Yonatan: Si nous voulons faire la paix entre Israéliens et Palestiniens, nous devons être capables de comprendre d'où vient l'autre. Nous n'avons pas besoin d'accepter ou d'être d'accord avec le récit de l'autre, mais nous devons reconnaître qu'il existe. Les terroristes d'un côté sont les combattants de la liberté de l'autre. Les forces d'occupation d'un côté sont les forces de défense de l'autre. Le jour de l'indépendance d'un côté est la Nakba de l'autre. Les deux parties ont leur dignité et leur détermination, et aucune partie ne sera vaincue par la soumission. Dans le même temps, nous devons également reconnaître les faits sur le terrain, l'apartheid et l'oppression sont bien réels, et ne peuvent prendre fin tant que nous n'aurons pas pris en compte l'histoire et la réalité actuelle. Les Israéliens participent à la cérémonie de la Nakba parce que nous voulons apprendre, nous voulons comprendre, nous voulons faire le point, nous voulons mettre fin à l'effusion de sang et vivre ensemble dans l'égalité et la paix.

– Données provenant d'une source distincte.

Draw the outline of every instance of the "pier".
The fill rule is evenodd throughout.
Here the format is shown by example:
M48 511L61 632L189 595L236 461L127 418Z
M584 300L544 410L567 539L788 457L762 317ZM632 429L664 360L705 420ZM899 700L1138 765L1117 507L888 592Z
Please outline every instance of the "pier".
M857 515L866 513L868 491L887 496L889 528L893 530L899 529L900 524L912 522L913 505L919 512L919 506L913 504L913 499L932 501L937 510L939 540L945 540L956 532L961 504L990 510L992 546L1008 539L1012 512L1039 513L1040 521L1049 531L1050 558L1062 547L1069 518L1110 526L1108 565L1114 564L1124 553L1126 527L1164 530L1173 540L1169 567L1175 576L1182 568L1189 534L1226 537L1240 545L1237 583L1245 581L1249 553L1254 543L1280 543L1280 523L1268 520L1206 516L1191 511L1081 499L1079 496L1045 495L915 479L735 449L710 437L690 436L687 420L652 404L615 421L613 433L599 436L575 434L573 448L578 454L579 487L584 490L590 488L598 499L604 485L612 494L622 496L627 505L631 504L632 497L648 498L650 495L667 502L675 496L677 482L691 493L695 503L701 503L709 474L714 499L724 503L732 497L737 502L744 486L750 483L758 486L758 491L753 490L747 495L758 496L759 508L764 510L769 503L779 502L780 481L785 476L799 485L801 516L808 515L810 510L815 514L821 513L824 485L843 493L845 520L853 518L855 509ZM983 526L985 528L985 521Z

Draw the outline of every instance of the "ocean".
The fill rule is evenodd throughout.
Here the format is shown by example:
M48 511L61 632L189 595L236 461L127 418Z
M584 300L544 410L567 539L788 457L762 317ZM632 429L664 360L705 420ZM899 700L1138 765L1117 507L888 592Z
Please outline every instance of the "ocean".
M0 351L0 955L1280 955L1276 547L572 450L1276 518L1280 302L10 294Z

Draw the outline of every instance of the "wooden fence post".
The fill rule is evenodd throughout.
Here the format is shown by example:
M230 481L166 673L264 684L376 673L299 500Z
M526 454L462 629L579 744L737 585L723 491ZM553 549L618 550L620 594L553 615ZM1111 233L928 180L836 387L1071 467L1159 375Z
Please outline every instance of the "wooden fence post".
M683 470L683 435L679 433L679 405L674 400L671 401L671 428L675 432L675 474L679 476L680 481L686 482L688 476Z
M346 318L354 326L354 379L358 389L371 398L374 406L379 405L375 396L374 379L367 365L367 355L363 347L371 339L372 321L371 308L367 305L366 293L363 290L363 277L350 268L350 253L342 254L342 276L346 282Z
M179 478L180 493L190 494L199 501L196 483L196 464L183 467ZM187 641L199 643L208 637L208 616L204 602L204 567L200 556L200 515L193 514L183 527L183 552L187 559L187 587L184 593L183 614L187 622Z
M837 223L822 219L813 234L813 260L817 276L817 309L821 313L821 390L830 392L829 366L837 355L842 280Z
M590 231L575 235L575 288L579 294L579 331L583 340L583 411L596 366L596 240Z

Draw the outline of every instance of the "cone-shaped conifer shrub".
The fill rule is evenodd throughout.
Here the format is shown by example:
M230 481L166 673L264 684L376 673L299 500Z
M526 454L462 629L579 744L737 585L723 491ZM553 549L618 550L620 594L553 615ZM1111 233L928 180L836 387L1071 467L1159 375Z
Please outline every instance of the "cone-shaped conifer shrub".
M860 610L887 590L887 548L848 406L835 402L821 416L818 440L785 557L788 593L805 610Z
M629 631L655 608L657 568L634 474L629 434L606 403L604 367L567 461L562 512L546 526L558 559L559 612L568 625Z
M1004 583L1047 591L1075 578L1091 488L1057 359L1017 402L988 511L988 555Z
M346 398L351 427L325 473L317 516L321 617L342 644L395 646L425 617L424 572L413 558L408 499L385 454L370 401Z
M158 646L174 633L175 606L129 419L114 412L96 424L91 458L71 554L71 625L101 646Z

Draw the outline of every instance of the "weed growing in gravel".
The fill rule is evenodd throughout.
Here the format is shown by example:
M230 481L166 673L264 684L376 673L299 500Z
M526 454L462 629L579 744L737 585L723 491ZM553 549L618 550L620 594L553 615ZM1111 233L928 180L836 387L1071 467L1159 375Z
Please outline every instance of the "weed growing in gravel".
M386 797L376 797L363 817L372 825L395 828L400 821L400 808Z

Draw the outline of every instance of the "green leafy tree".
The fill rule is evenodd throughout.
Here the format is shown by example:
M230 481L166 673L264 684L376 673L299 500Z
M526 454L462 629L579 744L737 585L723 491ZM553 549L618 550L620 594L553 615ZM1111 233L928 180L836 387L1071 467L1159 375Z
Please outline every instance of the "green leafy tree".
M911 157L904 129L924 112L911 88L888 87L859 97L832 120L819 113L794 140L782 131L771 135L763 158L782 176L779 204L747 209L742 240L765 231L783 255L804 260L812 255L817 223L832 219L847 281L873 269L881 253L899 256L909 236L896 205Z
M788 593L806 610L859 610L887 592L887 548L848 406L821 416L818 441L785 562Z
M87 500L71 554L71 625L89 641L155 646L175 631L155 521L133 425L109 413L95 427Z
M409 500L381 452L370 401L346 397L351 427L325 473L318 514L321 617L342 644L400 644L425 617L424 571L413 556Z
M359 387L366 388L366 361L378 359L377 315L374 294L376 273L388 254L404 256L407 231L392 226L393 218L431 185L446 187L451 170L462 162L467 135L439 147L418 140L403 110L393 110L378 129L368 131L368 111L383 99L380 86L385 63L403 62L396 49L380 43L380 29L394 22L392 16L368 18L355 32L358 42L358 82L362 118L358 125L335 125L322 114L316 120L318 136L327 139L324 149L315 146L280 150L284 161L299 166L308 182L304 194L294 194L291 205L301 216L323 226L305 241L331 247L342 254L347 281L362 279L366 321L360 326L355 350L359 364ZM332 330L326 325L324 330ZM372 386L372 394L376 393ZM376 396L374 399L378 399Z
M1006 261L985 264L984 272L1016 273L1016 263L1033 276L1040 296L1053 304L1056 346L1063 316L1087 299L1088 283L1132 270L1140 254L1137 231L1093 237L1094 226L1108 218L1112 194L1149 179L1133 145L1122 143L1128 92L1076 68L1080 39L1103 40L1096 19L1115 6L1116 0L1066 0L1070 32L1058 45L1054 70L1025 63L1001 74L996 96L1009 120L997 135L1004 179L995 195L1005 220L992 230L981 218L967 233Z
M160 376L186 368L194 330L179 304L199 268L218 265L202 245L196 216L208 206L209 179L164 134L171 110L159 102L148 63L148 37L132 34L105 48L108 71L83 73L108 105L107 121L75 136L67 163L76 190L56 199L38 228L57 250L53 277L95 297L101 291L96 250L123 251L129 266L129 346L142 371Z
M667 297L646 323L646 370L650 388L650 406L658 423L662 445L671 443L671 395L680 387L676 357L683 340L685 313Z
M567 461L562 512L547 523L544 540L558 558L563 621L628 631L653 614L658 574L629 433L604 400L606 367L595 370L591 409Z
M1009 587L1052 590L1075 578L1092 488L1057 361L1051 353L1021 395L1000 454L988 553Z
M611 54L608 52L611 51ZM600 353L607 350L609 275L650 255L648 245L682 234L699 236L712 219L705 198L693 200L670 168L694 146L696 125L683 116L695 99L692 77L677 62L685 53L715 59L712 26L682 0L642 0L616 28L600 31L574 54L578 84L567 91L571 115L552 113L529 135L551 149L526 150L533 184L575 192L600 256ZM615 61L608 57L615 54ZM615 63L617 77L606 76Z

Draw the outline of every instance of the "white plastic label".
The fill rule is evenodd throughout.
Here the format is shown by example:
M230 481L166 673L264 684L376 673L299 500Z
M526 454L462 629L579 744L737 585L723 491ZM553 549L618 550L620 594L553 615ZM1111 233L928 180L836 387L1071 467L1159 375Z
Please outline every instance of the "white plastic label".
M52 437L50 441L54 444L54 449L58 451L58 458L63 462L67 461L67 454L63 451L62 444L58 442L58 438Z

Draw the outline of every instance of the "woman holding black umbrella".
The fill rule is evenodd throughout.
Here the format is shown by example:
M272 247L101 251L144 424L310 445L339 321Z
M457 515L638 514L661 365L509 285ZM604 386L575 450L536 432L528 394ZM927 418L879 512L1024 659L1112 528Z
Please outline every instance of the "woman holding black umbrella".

Rana: Apprendre la narration de l'autre est la raison pour laquelle les Israéliens participent à la cérémonie de la Nakba, et aussi pourquoi les Palestiniens participent à la cérémonie commémorative conjointe israélo-palestinienne de Yom Hazikaron. Vous ne pouvez pas vraiment vous rapprocher de quelqu'un sans partager des choses sur vous-même. Les Palestiniens participent à la cérémonie commémorative commune parce que nous voulons établir un lien avec "l'autre" à un niveau humain. Nous voulons éviter d'aggraver la douleur, le chagrin et la perte. C'est par cette approche que les Palestiniens et les Israéliens réalisent que la guerre n'est pas un décret du destin mais un choix politique.

Et c'est ce que nous espérons réaliser avec la cérémonie de commémoration de la Nakba. Elle suscite l'empathie et la prise de conscience de la souffrance causée par les événements de 1948 et la création de l'État d'Israël - une souffrance qui se poursuit encore aujourd'hui. Un avenir pacifique ne peut être construit que si, ensemble, nous honorons et reconnaissons la douleur du passé et son influence sur le présent.

 

La cérémonie de commémoration de la Nakba aura lieu le dimanche 15 mai, à 19 heures, en Palestine et en Israël. Vous pouvez y participer ici.

 

Rana Salman est la directrice générale palestinienne et co-directrice exécutive de Combatants for Peace. Avant de rejoindre CFP, Rana a cofondé et occupé le poste de directrice de la gestion des projets pour Peace By Piece Tours, une société de voyage qui propose des visites éducatives et politiques en Israël et en Palestine. À ce titre, elle a passé une grande partie des dix dernières années à diriger des groupes internationaux lors de visites alternatives et de missions d'information dans la région. Rana a également été traductrice et écrivain indépendante. Elle est née à Jérusalem mais vit aujourd'hui à Bethléem avec sa famille. Elle est titulaire d'une licence en langue et littérature anglaises et d'un diplôme de guide touristique.  

Yonatan Gher est le PDG israélien et co-directeur exécutif de Combatants for Peace. Il a été auparavant directeur exécutif d'Amnesty International-Israël, de Greenpeace Méditerranée et de la Journée portes ouvertes de Jérusalem pour la fierté et la tolérance, ainsi que directeur des communications du mouvement Masorti (conservateur) en Israël. Né à New York, Yonatan a grandi à Jérusalem et vit actuellement à Jaffa avec son mari et ses deux fils.